The New York Times reported last week that only 26 percent of the nation’s adults eat vegetables three or more times a day. Despite the increasing availability of pre-cut, pre-washed fruits and veggies on the one hand, and the proliferation of greenmarkets, heirloom vegetables, and urban farms on the other, our consumption of fruits and vegetables had barely budged since 2000.

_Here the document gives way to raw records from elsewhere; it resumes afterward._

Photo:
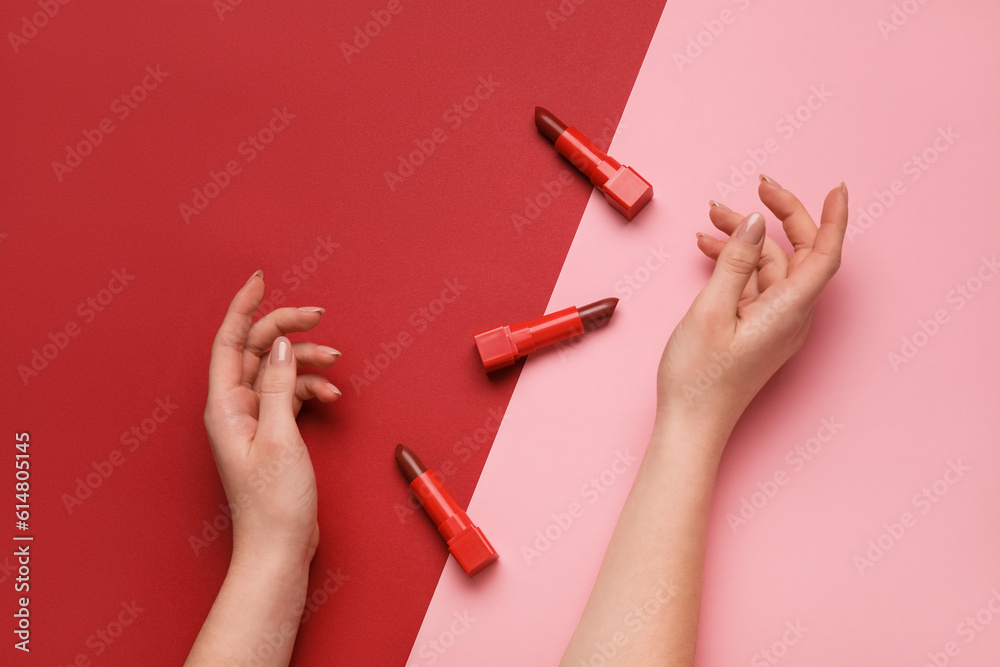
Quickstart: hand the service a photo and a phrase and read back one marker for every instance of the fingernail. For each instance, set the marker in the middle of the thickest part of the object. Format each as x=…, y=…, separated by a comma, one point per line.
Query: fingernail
x=281, y=351
x=751, y=229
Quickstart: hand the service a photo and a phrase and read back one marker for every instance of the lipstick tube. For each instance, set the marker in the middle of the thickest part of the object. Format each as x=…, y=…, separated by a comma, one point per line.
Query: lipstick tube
x=466, y=541
x=626, y=191
x=502, y=346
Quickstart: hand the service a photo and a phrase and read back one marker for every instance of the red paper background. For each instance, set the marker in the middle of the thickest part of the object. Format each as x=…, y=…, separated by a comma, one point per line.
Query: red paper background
x=321, y=177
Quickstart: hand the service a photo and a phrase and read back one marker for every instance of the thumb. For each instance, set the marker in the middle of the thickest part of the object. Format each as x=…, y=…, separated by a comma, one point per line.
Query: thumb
x=277, y=389
x=738, y=260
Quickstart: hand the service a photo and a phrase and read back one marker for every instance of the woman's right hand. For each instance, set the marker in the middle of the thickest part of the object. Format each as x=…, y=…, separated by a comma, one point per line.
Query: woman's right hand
x=756, y=309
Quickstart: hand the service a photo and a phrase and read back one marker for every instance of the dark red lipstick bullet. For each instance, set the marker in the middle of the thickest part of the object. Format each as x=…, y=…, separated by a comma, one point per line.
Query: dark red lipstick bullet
x=502, y=346
x=623, y=187
x=466, y=541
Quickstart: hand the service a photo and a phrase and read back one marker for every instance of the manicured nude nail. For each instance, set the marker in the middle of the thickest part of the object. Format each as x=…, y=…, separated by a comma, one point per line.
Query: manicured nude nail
x=281, y=351
x=751, y=229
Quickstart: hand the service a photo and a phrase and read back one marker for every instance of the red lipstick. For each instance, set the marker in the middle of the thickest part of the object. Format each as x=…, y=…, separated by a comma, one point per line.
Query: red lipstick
x=502, y=346
x=623, y=187
x=466, y=541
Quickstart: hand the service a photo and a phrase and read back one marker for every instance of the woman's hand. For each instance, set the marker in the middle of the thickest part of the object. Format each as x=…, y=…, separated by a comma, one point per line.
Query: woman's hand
x=254, y=395
x=756, y=309
x=750, y=318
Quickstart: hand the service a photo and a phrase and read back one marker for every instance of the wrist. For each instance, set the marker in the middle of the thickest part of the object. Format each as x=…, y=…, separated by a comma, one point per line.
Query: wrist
x=700, y=438
x=284, y=564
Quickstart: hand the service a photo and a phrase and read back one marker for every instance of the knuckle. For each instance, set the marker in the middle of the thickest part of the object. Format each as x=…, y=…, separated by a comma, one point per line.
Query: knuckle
x=740, y=263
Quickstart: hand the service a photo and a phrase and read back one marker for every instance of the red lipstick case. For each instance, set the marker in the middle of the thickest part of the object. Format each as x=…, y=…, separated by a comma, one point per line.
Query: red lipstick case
x=502, y=346
x=466, y=541
x=623, y=187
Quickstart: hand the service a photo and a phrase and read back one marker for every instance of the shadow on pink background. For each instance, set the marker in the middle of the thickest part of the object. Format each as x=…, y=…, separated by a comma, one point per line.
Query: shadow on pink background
x=879, y=541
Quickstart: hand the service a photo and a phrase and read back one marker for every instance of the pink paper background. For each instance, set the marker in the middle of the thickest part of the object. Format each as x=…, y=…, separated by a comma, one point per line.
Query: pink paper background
x=684, y=129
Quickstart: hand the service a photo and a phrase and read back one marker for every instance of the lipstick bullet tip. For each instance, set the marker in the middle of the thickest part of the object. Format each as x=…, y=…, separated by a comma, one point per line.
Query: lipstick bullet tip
x=548, y=124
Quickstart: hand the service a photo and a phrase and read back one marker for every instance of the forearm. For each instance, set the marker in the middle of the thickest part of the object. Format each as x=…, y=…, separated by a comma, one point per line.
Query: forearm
x=643, y=609
x=256, y=615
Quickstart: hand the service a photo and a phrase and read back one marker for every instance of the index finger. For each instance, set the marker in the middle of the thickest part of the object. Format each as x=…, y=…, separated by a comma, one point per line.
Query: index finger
x=823, y=260
x=225, y=370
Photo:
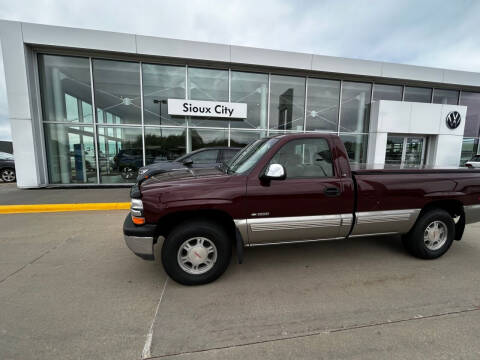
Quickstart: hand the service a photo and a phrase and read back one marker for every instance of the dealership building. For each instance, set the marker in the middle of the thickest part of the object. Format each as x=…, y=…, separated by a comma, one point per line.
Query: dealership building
x=90, y=107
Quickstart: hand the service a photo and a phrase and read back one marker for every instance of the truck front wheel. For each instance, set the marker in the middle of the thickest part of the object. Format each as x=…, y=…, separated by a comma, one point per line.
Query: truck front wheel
x=432, y=235
x=196, y=252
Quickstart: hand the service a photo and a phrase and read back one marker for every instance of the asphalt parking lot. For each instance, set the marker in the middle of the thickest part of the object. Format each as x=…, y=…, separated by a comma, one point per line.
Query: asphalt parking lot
x=70, y=289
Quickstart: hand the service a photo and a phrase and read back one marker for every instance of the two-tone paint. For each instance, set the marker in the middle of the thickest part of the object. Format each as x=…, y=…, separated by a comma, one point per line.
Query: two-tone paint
x=348, y=204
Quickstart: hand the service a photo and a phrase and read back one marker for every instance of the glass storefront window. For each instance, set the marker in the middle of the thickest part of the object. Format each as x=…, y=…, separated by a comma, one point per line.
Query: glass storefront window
x=160, y=83
x=387, y=92
x=201, y=138
x=117, y=90
x=287, y=102
x=472, y=122
x=70, y=154
x=252, y=89
x=208, y=85
x=416, y=94
x=120, y=154
x=355, y=107
x=442, y=96
x=243, y=138
x=163, y=144
x=322, y=104
x=356, y=146
x=65, y=88
x=469, y=149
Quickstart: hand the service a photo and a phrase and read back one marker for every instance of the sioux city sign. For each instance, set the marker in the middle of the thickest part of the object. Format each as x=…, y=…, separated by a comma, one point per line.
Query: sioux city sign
x=213, y=109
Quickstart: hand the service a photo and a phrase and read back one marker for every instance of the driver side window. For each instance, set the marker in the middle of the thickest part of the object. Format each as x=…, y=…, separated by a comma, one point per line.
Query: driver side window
x=305, y=158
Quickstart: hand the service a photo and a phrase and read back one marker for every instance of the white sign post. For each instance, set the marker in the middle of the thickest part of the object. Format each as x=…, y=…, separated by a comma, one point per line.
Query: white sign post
x=213, y=109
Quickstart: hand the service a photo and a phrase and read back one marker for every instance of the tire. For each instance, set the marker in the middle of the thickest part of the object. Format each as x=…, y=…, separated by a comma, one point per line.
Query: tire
x=432, y=235
x=203, y=239
x=8, y=175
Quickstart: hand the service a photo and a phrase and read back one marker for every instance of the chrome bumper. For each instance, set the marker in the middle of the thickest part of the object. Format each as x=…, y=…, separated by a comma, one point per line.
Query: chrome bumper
x=140, y=246
x=472, y=213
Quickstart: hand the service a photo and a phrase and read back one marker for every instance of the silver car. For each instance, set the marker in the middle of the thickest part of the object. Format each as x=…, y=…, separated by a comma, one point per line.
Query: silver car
x=474, y=162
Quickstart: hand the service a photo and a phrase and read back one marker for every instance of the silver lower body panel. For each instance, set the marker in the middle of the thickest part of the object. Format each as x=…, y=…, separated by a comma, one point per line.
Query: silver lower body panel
x=385, y=222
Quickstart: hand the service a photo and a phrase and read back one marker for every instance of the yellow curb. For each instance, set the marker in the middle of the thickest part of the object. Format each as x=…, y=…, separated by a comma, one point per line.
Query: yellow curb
x=19, y=209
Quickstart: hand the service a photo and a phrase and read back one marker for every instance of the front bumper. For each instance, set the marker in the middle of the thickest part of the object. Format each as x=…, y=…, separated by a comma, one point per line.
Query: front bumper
x=140, y=239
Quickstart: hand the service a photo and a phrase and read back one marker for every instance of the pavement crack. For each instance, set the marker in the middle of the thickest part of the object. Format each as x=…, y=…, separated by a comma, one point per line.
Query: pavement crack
x=326, y=331
x=33, y=261
x=147, y=348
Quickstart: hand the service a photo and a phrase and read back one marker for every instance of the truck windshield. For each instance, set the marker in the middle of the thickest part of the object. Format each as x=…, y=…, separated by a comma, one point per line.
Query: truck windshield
x=249, y=156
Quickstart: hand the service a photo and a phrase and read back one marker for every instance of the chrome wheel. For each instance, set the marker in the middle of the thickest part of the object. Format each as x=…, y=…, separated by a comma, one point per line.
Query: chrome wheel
x=435, y=235
x=197, y=255
x=8, y=175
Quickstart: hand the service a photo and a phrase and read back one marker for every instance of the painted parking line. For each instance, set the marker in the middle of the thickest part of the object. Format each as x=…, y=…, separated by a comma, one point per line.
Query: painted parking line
x=38, y=208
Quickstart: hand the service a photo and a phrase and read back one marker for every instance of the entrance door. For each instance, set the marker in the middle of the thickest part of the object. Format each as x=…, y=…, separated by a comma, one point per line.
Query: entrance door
x=405, y=151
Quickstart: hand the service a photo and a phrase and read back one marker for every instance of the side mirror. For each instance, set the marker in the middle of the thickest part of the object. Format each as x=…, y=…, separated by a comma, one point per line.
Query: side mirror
x=188, y=162
x=274, y=172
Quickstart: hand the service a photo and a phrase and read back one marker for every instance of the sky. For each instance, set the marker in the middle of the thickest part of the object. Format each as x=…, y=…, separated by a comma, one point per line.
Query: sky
x=437, y=33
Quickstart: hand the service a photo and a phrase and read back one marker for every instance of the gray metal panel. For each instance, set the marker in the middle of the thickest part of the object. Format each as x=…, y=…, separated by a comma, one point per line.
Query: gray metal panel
x=276, y=58
x=15, y=70
x=411, y=72
x=149, y=45
x=290, y=229
x=461, y=77
x=382, y=222
x=78, y=38
x=346, y=66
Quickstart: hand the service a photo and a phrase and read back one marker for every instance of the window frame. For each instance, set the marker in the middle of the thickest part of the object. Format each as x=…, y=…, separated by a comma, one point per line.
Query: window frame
x=332, y=154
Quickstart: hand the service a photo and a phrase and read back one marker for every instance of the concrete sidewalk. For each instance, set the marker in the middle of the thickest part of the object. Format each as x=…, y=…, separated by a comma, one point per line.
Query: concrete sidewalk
x=11, y=195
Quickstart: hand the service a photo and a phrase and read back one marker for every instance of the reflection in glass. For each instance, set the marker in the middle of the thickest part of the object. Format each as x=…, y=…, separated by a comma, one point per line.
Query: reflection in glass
x=387, y=92
x=65, y=88
x=164, y=144
x=208, y=85
x=121, y=151
x=117, y=91
x=322, y=104
x=394, y=153
x=469, y=149
x=472, y=122
x=442, y=96
x=287, y=102
x=416, y=94
x=356, y=146
x=70, y=154
x=201, y=138
x=252, y=89
x=160, y=83
x=243, y=138
x=355, y=107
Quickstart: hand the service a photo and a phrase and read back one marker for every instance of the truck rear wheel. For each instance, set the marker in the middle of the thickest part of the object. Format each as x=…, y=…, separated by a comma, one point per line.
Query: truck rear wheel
x=196, y=252
x=432, y=235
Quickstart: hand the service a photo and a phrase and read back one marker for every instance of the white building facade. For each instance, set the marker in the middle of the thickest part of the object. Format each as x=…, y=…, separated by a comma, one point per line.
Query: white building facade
x=85, y=105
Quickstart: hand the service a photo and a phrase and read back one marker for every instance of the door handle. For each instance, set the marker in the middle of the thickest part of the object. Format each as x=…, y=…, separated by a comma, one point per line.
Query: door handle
x=332, y=192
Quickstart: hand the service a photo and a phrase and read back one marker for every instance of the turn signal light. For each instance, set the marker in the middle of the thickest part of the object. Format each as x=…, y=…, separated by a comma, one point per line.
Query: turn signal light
x=138, y=220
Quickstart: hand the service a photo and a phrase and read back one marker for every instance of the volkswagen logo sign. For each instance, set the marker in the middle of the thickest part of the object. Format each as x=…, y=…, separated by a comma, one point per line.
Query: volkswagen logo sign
x=453, y=119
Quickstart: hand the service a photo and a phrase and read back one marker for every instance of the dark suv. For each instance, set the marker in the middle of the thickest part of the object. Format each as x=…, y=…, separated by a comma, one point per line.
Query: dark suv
x=201, y=158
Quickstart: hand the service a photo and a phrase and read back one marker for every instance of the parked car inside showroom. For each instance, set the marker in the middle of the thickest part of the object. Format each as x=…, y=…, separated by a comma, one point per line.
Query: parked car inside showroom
x=474, y=162
x=7, y=167
x=201, y=158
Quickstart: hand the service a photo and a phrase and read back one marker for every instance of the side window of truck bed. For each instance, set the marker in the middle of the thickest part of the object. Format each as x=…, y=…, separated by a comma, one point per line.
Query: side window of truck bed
x=305, y=158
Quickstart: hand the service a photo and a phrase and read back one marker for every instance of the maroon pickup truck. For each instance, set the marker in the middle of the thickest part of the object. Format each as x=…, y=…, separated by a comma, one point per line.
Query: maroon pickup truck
x=293, y=188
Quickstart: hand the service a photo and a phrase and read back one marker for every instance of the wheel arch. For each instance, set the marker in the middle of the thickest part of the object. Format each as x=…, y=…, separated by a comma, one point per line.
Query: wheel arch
x=454, y=208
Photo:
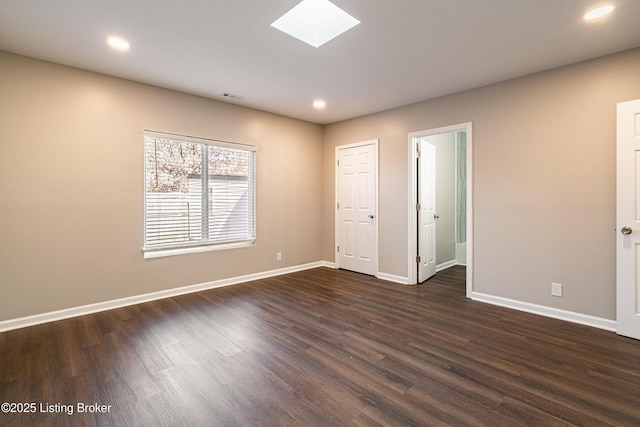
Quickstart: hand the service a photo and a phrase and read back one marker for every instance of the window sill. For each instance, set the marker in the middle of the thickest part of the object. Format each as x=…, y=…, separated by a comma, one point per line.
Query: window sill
x=159, y=253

The article itself offers a hint at one thing that may be preventing Americans from eating enough fruits and vegetables: lack of cooking skills. As one Greenpoint, Brooklyn resident commented to the Times, unhealthy eating is “just like any other bad habit. Part of it is just that vegetables are a little intimidating. I’m not afraid of zucchinis, but I just don’t know how to cook them.” Even a well-intentioned eater will let kohlrabi languish in their produce drawer if she doesn’t know how to cook it.

In the long term, researchers should try to identify the rate limiting steps that encourage us to skip the carrot soup in favor of the pasta or potato chip. In the short term, however, nonprofits and government should investigate whether cooking classes could help bridge the gap from grocery to table. Such efforts could range from simple solutions, like handing out recipes and performing cooking demonstrations at Greenmarkets, to re-examining home economics curriculums in high schools and middle schools.